May 17, 2018

Split This Rock, Part 7 — Saturday: Afternoon Reading, April 21


The final day of Split This Rock ended with 2 featured readings, one in the afternoon & one later in the evening, & each deserve their own report. The afternoon readings were hosted by Clint Smith & Franny Choi, whom I remember from her electric performance at STR 2016. To begin they played a recording of the late Adrienne Rich reading one of her poems, with the prophetic line, “everything we write will be used against us…”

The DC Youth Poet was Kenny Carroll who performed a love poem, a memory of a brother, “back when something was good…” a tender, moving performance.

The first of the featured poets was Terisa Siagatonu, a National Slam finalist, Slam coach & mental health advocate, who taught us the correct pronunciation of "Samoa."  She read her contrapuntal poem in three columns, “Moana Means Home,” printed in the Split This Rock section in the April Poetry magazine. “Congregation” was a discursive, narrative piece about an aunt who died, & her grandfather, then on to a couple of environmental poems (she had been at the Paris Climate Conference in defense of Samoa), “The Day After American Samoa Was Underwater” which had been a Split This Rock “Poem of the Week”, & another from Poetry “Atlas.” She finished up with a piece dedicated to the youth open mic poets, a poem using a phrase from Lucille Clifton, “I’m still alive...” as a repeated refrain.

Kazim Ali also began with a poem from Poetry, the opening section of “The Voice of Sheila Chandra” inspired by the singer who has lost her voice, then the autobiographical (many of his poems are “personal” or spring from incidents in his life), “Origin Story,” then “John,” “Drone,” & “Check Point” (at each of which he gives a different response, making the personal political). “Inquisition” used a sex memoir to delve into history & violence.
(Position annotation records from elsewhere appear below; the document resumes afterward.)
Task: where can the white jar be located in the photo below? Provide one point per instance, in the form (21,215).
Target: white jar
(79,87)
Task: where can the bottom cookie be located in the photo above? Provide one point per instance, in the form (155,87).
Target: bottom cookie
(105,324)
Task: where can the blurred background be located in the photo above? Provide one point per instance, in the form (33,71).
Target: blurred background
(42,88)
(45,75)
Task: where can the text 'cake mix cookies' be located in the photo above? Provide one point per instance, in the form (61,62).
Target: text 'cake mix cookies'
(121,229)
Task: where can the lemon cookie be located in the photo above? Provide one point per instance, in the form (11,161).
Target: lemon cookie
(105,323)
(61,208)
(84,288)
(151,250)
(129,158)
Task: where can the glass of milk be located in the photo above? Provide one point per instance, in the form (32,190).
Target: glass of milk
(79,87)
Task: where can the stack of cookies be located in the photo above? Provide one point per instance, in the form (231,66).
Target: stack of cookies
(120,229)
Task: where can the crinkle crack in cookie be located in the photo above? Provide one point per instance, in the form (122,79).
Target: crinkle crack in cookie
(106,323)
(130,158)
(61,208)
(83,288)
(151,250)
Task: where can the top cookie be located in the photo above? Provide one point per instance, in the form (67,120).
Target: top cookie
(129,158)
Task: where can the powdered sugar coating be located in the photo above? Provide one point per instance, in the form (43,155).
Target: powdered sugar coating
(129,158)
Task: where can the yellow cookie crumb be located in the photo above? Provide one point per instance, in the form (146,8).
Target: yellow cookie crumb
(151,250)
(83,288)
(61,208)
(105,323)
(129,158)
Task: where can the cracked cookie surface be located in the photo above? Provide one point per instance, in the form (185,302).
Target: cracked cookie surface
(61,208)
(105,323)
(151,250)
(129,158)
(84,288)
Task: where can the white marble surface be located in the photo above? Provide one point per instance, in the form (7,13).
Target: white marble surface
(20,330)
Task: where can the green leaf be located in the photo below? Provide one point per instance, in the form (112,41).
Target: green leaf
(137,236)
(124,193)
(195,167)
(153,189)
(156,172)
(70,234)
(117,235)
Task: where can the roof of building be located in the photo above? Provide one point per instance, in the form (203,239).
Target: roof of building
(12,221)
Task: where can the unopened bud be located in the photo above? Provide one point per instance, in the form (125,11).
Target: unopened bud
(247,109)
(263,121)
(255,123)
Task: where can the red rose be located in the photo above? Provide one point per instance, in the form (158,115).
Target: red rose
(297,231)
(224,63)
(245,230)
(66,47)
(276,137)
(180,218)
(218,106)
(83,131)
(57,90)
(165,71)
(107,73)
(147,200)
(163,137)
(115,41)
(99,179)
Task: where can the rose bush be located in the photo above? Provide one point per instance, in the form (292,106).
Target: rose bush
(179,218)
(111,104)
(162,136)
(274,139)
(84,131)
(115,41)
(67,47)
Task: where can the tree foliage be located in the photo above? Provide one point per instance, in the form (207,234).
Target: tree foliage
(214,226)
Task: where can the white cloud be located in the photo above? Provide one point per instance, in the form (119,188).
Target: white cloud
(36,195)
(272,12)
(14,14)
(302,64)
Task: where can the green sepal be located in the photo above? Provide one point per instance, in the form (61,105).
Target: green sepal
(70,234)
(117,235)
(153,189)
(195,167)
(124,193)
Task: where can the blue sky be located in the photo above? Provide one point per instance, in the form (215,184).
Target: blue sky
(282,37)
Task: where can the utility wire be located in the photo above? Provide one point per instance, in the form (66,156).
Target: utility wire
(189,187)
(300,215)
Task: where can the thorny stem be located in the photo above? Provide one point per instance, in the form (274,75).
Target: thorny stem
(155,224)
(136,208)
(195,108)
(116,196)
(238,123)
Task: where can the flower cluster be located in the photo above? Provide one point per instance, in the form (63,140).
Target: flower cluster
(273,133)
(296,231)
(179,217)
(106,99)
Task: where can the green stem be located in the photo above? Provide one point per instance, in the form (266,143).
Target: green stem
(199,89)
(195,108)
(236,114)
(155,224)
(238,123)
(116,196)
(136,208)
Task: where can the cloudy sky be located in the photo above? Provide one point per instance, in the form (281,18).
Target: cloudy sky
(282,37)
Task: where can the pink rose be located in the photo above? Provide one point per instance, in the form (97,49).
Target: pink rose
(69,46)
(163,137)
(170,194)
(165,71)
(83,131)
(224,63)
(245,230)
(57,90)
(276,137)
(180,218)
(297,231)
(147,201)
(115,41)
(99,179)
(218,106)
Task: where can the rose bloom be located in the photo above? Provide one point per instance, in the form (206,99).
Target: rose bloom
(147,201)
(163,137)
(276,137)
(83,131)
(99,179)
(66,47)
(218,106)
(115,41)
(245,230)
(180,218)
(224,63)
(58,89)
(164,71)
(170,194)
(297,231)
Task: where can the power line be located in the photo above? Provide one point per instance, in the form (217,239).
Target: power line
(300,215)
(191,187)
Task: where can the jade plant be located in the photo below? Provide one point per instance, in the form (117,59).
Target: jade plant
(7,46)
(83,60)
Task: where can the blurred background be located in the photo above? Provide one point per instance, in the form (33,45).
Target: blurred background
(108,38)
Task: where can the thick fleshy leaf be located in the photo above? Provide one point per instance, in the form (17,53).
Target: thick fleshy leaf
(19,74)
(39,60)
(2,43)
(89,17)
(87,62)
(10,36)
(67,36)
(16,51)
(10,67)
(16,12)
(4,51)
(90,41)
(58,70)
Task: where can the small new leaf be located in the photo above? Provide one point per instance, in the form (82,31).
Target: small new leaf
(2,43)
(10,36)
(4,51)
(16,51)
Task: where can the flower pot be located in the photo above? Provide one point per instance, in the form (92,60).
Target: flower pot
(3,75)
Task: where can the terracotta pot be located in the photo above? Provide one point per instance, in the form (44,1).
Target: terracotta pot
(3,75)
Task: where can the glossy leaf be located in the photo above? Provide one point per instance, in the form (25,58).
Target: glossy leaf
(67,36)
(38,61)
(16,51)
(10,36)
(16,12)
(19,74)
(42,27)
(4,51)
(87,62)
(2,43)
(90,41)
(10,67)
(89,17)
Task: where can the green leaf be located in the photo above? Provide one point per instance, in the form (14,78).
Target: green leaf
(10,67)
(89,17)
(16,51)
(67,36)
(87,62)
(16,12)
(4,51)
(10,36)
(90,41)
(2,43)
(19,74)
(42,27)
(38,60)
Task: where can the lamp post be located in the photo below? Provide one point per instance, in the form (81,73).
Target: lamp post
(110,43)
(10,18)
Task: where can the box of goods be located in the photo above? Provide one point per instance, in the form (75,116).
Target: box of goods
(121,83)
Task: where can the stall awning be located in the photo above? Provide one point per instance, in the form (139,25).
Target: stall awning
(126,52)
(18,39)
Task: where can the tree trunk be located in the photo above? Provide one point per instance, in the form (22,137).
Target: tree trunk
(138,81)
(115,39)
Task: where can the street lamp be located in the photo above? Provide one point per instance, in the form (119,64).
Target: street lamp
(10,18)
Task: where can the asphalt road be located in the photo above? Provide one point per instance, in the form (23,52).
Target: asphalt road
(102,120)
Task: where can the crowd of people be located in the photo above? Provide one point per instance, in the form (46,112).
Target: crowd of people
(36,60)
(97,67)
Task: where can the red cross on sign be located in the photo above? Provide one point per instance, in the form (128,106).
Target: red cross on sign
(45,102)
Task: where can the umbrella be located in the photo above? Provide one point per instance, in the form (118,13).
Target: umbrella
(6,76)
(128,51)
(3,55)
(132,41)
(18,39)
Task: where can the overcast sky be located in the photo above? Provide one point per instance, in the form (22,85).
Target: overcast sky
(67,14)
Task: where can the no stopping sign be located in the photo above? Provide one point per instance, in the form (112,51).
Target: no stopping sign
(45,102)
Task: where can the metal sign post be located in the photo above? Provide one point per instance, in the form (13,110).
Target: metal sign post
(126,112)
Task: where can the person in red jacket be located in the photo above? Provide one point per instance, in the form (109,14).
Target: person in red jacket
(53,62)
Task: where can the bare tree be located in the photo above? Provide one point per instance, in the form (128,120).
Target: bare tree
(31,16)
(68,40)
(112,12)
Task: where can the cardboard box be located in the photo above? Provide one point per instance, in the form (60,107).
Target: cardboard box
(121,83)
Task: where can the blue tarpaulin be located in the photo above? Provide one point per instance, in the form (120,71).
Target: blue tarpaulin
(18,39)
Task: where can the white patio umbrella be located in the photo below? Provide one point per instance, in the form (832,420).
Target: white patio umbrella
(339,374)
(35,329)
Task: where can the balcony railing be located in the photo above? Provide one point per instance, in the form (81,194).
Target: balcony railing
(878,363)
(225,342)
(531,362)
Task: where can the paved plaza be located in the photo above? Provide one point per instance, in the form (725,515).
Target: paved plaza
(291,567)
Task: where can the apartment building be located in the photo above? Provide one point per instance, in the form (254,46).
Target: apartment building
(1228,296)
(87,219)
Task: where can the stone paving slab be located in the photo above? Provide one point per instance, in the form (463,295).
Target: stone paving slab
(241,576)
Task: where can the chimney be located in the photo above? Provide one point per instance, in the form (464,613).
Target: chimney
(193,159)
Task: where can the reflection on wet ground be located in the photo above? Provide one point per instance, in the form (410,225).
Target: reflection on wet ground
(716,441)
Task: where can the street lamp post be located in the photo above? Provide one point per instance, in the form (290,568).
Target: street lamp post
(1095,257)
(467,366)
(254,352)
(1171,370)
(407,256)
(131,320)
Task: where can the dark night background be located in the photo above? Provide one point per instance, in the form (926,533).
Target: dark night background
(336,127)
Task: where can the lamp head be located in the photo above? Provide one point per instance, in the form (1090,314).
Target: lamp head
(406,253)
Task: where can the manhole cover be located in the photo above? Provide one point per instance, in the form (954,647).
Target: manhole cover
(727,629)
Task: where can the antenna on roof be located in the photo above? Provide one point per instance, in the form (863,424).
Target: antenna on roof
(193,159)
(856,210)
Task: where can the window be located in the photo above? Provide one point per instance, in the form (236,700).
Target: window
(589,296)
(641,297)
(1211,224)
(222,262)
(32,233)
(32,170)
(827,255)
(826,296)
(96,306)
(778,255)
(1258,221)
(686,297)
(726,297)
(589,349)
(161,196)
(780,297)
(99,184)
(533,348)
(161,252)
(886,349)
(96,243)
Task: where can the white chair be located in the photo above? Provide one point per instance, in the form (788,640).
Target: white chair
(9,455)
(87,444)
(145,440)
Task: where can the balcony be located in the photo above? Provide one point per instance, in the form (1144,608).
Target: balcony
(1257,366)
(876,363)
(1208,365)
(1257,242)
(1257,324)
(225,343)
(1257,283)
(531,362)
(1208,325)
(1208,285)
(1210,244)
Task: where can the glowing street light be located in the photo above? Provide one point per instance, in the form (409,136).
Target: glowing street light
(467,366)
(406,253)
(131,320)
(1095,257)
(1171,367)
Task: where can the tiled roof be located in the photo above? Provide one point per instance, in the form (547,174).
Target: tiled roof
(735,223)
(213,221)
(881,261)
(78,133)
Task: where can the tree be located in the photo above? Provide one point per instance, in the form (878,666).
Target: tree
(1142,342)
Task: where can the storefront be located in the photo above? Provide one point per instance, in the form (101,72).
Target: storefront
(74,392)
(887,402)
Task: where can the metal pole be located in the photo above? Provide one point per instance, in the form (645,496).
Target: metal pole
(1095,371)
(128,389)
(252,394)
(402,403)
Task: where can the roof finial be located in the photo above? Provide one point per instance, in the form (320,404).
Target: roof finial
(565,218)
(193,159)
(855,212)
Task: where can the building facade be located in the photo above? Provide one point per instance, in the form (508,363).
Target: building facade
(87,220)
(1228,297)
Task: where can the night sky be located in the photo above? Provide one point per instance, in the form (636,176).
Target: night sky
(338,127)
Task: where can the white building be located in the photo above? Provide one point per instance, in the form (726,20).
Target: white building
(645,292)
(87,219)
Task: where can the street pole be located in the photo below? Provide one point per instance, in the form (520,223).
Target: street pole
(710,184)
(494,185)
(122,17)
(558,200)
His poem titled Yannis Ritsos was not just about the Greek poet, but also referenced Mahmoud Darwish & Fadi Joudah. He ended with a poem he had read earlier in the festival, “Golden Boy,” & hearing it again I could appreciate more the intricacies of the weaving lines & the puns.

I had seen Ellen Bass at couple of the panels that I attended earlier in the festival; another thing that I like about Split This Rock is that the “stars” are often in the audience of the different sessions. Her poems are like story telling, or essays. She began with “Taking Off the Front of the House,” a humorous take on the everyday where she & her partner are like on a stage in their own house. A poem “Indigo” for her daughter began with a description of jogger, then imagined an alternative life. “God’s Grief" was a litany, while “Bearing Witness” came out of her experience working with victims of child sexual abuse. She also read the 2 Langston Hughes poems titled “Island,” & ended with “Jubilato Homo” taking the form from Jonathan Swift to write about transgender folk.

While sufficient unto itself this reading also served as a prelude to the finale of the festival, the reading later in the evening. So I wandered off to find The Pig, a pork-themed restaurant, for a quiet dinner.